With respect to the actions of mining in environmental matters, the impact that it generates is widely regulated by laws and continuously supervised by the competent institutions, favoring a relationship with nature that is perfectly controlled. Additionally, most of the mining companies maintain programs using their own resources for the care of the flora and fauna in the places where they operate continuously, which allows for success in the results sought; most of them have nurseries in their operations, where they can produce half a million trees per year, with some exceeding 4 million. In the last six years, the mining sector has planted 10 million trees, which makes it the third-largest sector (after the Mexican Armed Forces and the wood industry) in terms of tree-planting projects. Similarly, in aid of wildlife and the preservation of an ecological balance, Management Units for Wildlife Conservation (UMA) have been developed. Some species in danger of extinction that are served by these programs are:

- The Mexican wolf or the pronghorn in Sonora.

- The chacual duck and ashy heron in Chihuahua.

- The Sahuaros, cenitas and different cacti in Sonora and San Luis Potosi.

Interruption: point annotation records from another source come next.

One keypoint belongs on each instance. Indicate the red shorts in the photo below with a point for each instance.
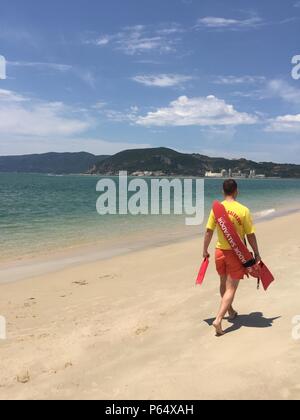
(228, 264)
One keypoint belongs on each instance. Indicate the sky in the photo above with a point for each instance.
(211, 77)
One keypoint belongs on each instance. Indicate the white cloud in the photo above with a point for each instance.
(285, 123)
(41, 65)
(138, 39)
(284, 90)
(162, 80)
(213, 22)
(29, 125)
(203, 111)
(239, 80)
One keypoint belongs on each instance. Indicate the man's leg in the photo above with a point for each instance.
(232, 313)
(227, 301)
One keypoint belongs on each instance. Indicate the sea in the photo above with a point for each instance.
(46, 214)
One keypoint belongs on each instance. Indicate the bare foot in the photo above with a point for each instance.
(218, 328)
(232, 315)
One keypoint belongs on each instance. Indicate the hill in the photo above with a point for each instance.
(163, 161)
(54, 163)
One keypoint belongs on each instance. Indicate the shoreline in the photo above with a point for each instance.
(136, 327)
(21, 269)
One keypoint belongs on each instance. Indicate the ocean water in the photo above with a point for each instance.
(40, 214)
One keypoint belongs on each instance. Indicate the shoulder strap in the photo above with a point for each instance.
(231, 235)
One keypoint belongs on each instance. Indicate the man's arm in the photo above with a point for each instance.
(207, 240)
(254, 245)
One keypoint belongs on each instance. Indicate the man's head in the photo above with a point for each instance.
(230, 188)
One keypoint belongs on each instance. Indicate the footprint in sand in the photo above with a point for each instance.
(141, 331)
(23, 378)
(107, 276)
(81, 283)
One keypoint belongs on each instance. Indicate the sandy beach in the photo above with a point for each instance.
(136, 327)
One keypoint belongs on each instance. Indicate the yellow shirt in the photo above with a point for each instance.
(241, 218)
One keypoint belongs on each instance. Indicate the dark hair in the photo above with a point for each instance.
(230, 187)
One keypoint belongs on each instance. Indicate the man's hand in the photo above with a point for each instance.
(206, 254)
(257, 258)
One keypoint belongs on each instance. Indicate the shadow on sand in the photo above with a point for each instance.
(254, 320)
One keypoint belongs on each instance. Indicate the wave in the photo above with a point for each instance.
(264, 213)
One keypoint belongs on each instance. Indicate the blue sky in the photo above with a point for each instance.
(211, 77)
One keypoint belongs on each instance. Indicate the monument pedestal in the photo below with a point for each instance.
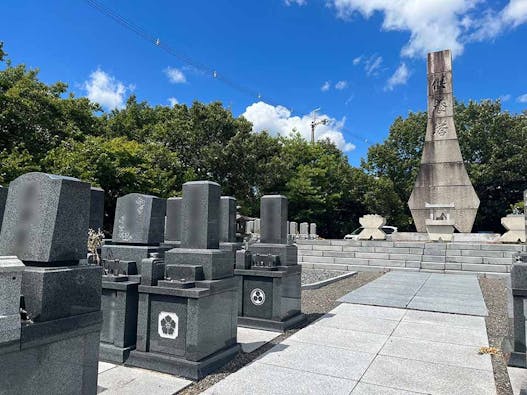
(186, 328)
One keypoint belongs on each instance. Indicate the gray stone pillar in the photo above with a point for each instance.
(96, 208)
(139, 219)
(312, 230)
(293, 228)
(173, 220)
(304, 230)
(3, 198)
(200, 215)
(227, 219)
(273, 213)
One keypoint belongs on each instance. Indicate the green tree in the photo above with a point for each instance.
(494, 147)
(119, 166)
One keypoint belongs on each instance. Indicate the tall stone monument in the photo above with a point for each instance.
(138, 229)
(268, 273)
(53, 348)
(442, 177)
(187, 321)
(3, 198)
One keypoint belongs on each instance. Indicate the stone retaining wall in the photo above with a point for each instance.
(477, 258)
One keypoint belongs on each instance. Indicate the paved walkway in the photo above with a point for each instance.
(448, 293)
(364, 349)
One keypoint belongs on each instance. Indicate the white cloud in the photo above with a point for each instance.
(372, 64)
(341, 85)
(104, 89)
(297, 2)
(175, 76)
(278, 120)
(400, 77)
(436, 25)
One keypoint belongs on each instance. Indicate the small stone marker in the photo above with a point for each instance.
(293, 228)
(139, 219)
(304, 230)
(313, 231)
(515, 225)
(173, 220)
(274, 228)
(11, 270)
(372, 224)
(227, 219)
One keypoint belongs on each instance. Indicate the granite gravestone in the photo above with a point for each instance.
(57, 350)
(442, 177)
(228, 224)
(96, 221)
(3, 198)
(268, 274)
(138, 229)
(173, 222)
(519, 297)
(187, 322)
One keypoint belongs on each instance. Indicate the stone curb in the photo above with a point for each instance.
(320, 284)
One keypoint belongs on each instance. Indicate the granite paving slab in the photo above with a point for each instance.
(447, 293)
(259, 379)
(125, 380)
(319, 359)
(368, 349)
(252, 339)
(518, 379)
(431, 378)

- The Noa (agave) in Torreon.

- El Palo Fierro (tree with ferrous content) in Guerrero.

Protected areas are not exempt from man's power to profit or destroy, and it is the federal government's great responsibility to consider and monitor all the implications of a project of this magnitude.

With the history of successful conservation programs that some mining companies have had, one solution to the issue of environmental vigilance is the cooperation between communities and industries for the creation of new conservation programs, where the inhabitants themselves are responsible for the care and reforestation of the protected areas. To this end, it is suggested that part of the new taxes now paid by the industry be allocated to natural projects, and managed in such a way as to create a sustainable plan and a healthy coexistence between the industry, the environment and inhabitants. This would provide additional income and protect areas of ecological interest from the real predators.